Manuel Sampériz receives the Award for the best Master’s Thesis at the AgroBank Chair of the University of Castilla La Mancha

Manuel Sampériz Sarvisé, predoctoral researcher of the RAMA group, received on February 28, 2025 in Albacete the Award for the best Master’s Thesis (TFM) from the AgroBank Chair “Women, business and rural world” of the University of Castilla La Mancha. The title of his TFM is: “Characterization of the variability of soils at the basin and plot level”. The call was open to anyone who had defended their TFM at a Spanish University during the 2023-24 academic year and who had obtained a minimum grade of 9 out of 10. The award is endowed with 3000 euros. Congratulations, Manuel!
You can find the TFM document (in Spanish) at:
https://zaguan.unizar.es/record/145861?ln=es

Manuel Sampériz during his speech at the award ceremony.

And this is the summary of the TFM:
The variability in crop development is intrinsically linked to the crop, its management and the agro-environmental environment in which it is developed. At the plot level, and under the premise of homogeneous management, this variability is directly related to the edaphic differences and the specific hydrological behavior of each part of the plot.
In order to address this variability, an analysis of the satellite spectral bands (NDVI, radar) was carried out, together with the digital terrain model and the parcel map. The primary objective was to identify aspects of the relief, use or management that influenced these properties, thus allowing representative sampling points to be located. After the description of the soil profiles, homogeneous soil units are delimited and characterized at the basin level. The variability of these units at the plot level was analyzed with the development of the crops in each plot, through their NDVI and by relating them to the soil units, the type of crop (summer/winter) and the moment of crop development (growth, maturity and beginning of senescence).
The study was carried out in the municipalities of Montesusín and Robres, which present significant differences in terms of their agricultural management. While Montesusín has experienced land consolidation and irrigation modernization with the change to sprinkler irrigation, in Robres small and terraced plots with surface irrigation predominate. These disparities affected the interpretation of the remote sensing information, since the size and slope of the plots have a notable impact on their internal variability.
The use of the multiband map, through the combination of elevation and slope, allowed the delimitation and definition of seven homogeneous soil units among which a high correlation with crop development was found.
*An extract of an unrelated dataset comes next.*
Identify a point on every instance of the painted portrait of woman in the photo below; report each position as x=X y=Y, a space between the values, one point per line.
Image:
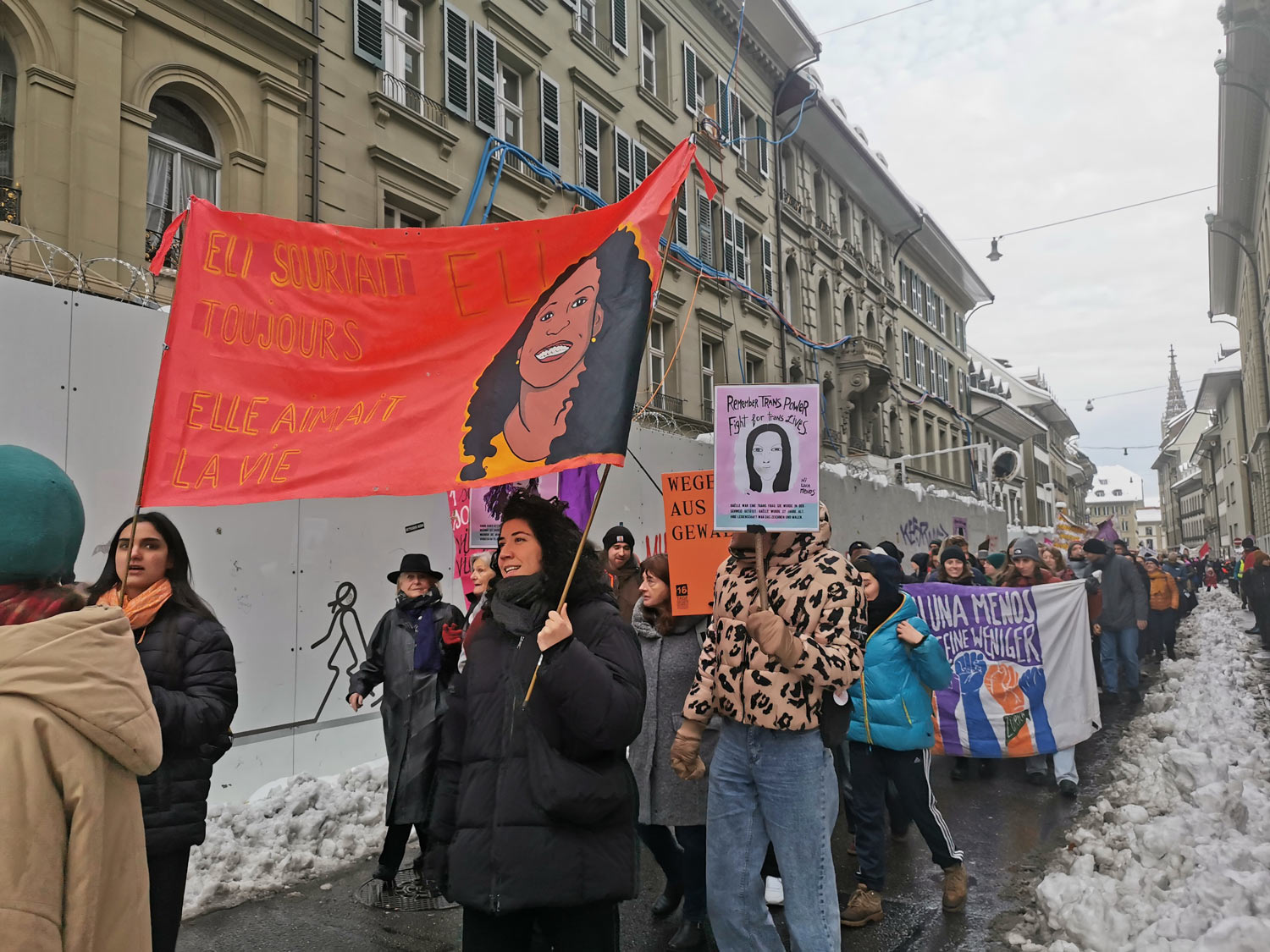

These differences were studied in greater detail within the same plot to limit the effect of management, and the standard deviation of the NDVI was evaluated as an indicator of crop variability, obtaining significant differences in the homogeneity of the units and in the development of the crops, being greater on the platforms and less on the slopes.
It is concluded that the integration of information obtained from remote sensors together with field and crop data is a powerful tool to characterize and manage soil variability and hydrological behavior at both the basin and plot level, facilitating the development of soil maps and the application of predictive models that allow a better understanding of soil variability and an optimization in crop management and reduction of environmental pollution by adapting agricultural practices to the specific characteristics of each soil unit, in addition to implementing zoning not only at the plot level to be able to evaluate the evolution of return flows at a higher surface level.

Photo session. From left to right: Jaime Campos Muñoz, Julián Martínez, Juan Luis Vidal, Manuel Sampériz Sarvisé and María Cristina Díaz.